The signature came on March 6, 2017, but the deal has only now become complete – with PSA Group, together with Opel/Vauxhall, becoming the second most important producer in Europe.
Following a long, 88-year stint inside the GM family, the German automaker and its British subsidiary have become part of Europe’s second-largest carmaker by vehicle sales. “It is a historic day,” commented Opel’s new CEO Michael Lohscheller in the official statement. “We are proud to join Groupe PSA and are now opening a new chapter in our history after 88 years with General Motors. We will continue our path of making technology `made in Germany´ available to everyone.” The official announcement also comes with important strategic measures at Opel/Vauxhall – Christian Müller, Rémi Girardon, Philippe de Rovira, and Michelle Wen, are new additions on the management team.
They are coming to replace William F. Bertagni, Philip R. Kienle, and Katherine Worthen.

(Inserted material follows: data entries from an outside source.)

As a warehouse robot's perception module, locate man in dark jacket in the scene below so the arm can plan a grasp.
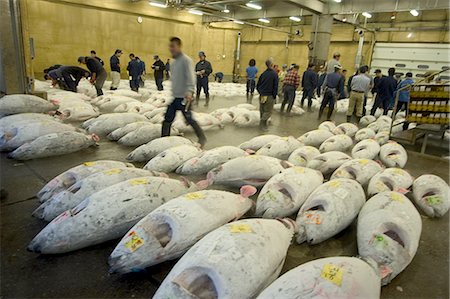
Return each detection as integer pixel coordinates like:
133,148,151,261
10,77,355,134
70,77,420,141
195,51,212,107
78,56,108,96
370,67,397,115
256,59,278,131
127,53,141,92
152,55,166,90
301,63,318,112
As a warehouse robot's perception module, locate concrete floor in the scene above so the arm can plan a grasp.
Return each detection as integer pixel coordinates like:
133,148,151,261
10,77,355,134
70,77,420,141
0,98,449,298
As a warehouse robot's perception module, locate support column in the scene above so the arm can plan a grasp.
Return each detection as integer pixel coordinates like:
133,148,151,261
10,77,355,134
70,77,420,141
308,15,333,66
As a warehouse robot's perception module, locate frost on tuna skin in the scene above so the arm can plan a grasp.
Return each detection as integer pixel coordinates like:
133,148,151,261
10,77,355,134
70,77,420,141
153,219,294,299
27,177,197,254
296,178,366,244
257,256,381,299
109,186,256,273
357,191,422,285
412,174,450,217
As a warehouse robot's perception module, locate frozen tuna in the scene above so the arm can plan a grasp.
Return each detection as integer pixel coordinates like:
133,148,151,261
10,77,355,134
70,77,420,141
109,186,256,273
330,159,383,186
380,141,408,168
367,168,413,196
144,144,201,173
255,167,323,218
257,256,381,299
176,146,247,175
319,134,353,153
288,145,320,166
352,139,380,160
357,191,422,285
153,219,293,299
296,179,366,244
413,174,450,217
27,177,197,254
36,160,134,202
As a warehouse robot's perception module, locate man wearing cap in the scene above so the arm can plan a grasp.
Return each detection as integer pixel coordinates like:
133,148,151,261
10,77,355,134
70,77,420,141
195,51,212,107
152,55,166,90
347,66,370,123
109,49,122,90
78,56,108,96
326,52,341,74
319,64,344,120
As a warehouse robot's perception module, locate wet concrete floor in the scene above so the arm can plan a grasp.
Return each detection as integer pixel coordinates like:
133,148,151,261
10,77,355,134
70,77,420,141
1,97,449,298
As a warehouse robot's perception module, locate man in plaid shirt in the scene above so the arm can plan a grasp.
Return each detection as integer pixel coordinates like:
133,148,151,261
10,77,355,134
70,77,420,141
280,65,300,114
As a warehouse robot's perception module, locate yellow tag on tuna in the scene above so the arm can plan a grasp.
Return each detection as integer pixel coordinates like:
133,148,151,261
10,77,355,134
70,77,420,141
184,192,205,200
125,231,144,252
229,224,253,233
320,264,344,286
128,178,148,186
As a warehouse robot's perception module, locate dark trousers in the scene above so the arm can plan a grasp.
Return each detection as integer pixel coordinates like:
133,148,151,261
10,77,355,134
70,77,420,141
155,76,164,90
300,89,314,108
280,85,295,113
161,98,206,141
370,94,389,115
197,76,209,98
247,79,256,94
130,76,139,91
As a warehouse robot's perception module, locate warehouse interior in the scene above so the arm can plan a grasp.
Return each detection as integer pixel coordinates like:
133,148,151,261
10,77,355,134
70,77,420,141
0,0,450,298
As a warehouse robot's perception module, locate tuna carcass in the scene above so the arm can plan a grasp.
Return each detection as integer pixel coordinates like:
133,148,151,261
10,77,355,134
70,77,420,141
357,191,422,285
380,141,408,168
257,256,381,299
9,131,99,160
296,179,366,244
413,174,450,217
109,186,256,273
306,151,352,176
203,155,290,187
352,139,380,160
288,145,320,166
127,136,194,162
27,177,197,254
319,134,353,153
255,167,323,218
33,167,167,221
144,144,201,172
36,160,134,202
367,168,413,196
256,136,303,160
153,219,293,299
176,146,247,175
298,129,334,147
330,159,383,186
0,94,58,114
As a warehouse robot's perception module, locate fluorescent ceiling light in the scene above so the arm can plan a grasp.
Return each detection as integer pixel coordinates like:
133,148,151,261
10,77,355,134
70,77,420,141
362,11,372,19
188,9,203,16
245,2,262,10
149,1,167,8
409,9,419,17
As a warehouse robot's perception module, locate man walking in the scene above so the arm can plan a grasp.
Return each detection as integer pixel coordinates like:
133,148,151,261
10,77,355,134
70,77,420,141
256,59,278,131
370,67,397,115
152,55,166,90
319,64,344,120
161,37,206,148
195,51,212,107
109,49,122,90
300,63,318,112
347,66,370,123
127,53,141,92
280,65,300,115
78,56,108,96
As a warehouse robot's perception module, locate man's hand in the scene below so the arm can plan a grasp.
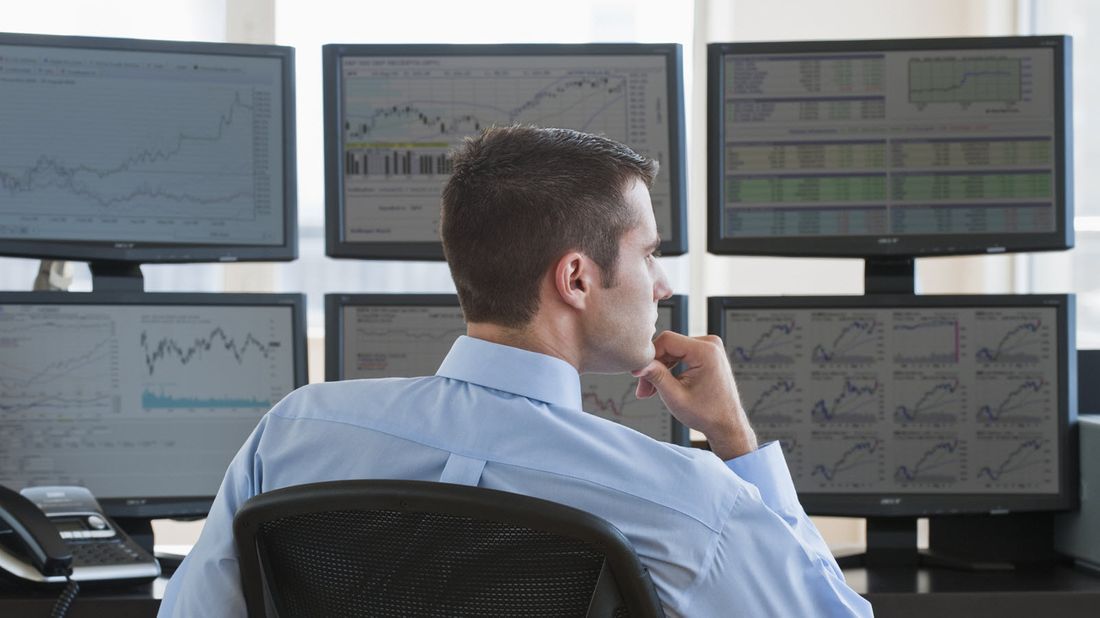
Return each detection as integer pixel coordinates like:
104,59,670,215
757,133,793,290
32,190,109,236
631,331,757,460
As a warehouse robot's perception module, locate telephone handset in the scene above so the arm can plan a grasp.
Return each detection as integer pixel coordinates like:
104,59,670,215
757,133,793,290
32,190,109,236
0,485,161,584
0,485,73,581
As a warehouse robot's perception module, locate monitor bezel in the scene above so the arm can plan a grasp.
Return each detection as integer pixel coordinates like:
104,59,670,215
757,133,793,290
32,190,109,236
325,294,691,446
706,35,1074,257
322,43,688,261
707,294,1078,517
0,291,309,519
0,33,298,264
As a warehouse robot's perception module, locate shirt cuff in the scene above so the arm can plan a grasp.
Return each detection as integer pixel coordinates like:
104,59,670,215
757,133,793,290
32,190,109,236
726,441,802,515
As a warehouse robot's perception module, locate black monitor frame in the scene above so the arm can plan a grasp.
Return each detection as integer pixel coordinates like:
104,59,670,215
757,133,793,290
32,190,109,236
707,36,1074,257
707,295,1077,518
0,291,309,520
323,43,688,261
325,294,691,446
0,34,298,264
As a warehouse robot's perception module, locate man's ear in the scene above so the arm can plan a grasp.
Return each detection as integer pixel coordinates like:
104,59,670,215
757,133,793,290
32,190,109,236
552,251,598,309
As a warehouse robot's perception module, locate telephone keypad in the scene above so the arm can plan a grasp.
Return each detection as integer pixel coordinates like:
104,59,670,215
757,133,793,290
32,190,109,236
68,541,149,567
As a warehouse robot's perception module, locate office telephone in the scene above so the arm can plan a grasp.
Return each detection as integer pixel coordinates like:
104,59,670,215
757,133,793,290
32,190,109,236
0,485,161,584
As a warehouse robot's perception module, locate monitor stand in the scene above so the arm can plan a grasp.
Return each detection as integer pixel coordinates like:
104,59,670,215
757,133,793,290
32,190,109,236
88,257,145,291
836,514,1055,571
864,256,916,294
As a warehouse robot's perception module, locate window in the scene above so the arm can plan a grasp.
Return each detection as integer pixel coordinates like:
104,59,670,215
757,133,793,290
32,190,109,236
1026,0,1100,349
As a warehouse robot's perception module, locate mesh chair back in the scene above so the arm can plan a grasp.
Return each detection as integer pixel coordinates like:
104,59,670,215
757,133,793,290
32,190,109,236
234,481,663,618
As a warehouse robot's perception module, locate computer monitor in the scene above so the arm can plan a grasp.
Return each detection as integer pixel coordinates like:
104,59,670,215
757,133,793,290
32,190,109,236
708,295,1077,517
325,294,690,445
0,293,306,518
323,43,688,260
0,34,298,263
707,36,1074,256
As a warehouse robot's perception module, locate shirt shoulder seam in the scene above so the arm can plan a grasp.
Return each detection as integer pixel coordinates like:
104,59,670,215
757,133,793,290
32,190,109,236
268,410,730,533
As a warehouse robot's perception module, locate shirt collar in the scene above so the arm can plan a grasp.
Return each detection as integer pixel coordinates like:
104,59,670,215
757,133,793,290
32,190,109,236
436,335,581,410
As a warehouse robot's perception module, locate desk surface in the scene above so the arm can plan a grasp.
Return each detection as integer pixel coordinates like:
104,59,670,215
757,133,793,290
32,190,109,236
0,565,1100,618
844,565,1100,618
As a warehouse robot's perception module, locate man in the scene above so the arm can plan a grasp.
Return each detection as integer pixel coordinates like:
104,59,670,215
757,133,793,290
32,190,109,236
161,126,870,617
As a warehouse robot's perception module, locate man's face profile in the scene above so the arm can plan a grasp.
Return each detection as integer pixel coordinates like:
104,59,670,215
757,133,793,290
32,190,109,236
584,179,672,373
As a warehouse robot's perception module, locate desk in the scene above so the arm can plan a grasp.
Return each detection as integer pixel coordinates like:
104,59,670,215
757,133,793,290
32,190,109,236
0,566,1100,618
844,565,1100,618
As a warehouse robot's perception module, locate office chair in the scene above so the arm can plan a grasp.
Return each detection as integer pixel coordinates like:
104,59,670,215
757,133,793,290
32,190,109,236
233,481,664,618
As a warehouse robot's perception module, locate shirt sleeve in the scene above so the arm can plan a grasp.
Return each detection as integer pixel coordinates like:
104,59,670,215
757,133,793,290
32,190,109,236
684,442,872,617
157,416,268,618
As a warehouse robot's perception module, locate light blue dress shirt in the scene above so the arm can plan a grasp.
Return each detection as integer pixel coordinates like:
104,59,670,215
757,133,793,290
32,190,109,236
160,336,871,618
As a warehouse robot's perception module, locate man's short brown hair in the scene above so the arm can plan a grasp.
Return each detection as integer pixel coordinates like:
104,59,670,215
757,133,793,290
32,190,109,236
440,125,658,328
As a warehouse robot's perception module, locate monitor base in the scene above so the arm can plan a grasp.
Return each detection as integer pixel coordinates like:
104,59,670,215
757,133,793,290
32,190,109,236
88,262,145,291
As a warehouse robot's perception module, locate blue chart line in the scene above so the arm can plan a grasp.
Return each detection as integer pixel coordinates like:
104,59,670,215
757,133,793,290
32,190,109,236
978,440,1043,483
893,318,959,363
810,439,881,481
810,379,881,423
141,327,268,375
141,389,272,410
978,378,1053,423
811,318,879,363
747,379,798,422
0,92,253,211
730,320,798,364
976,319,1043,363
894,440,959,483
894,378,959,422
911,70,1015,95
581,383,645,418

In addition, ex-CEO Karl-Thomas Neumann is also nowhere to be found at Opel, following his resignation in June and his subsequent announcement he will only stay with the company until the merger is complete. Now the new management team has 100 days at its disposal to come up with a new management strategy that will lead “to generate a positive operational free cash flow by 2020 as well as an operating margin of two percent by 2020 and six percent by 2026.” “The combination of our strengths will enable us to turn Opel and Vauxhall into a profitable and self-funded business. We have set ourselves the clear target of returning to profitability by 2020,” added Lohscheller.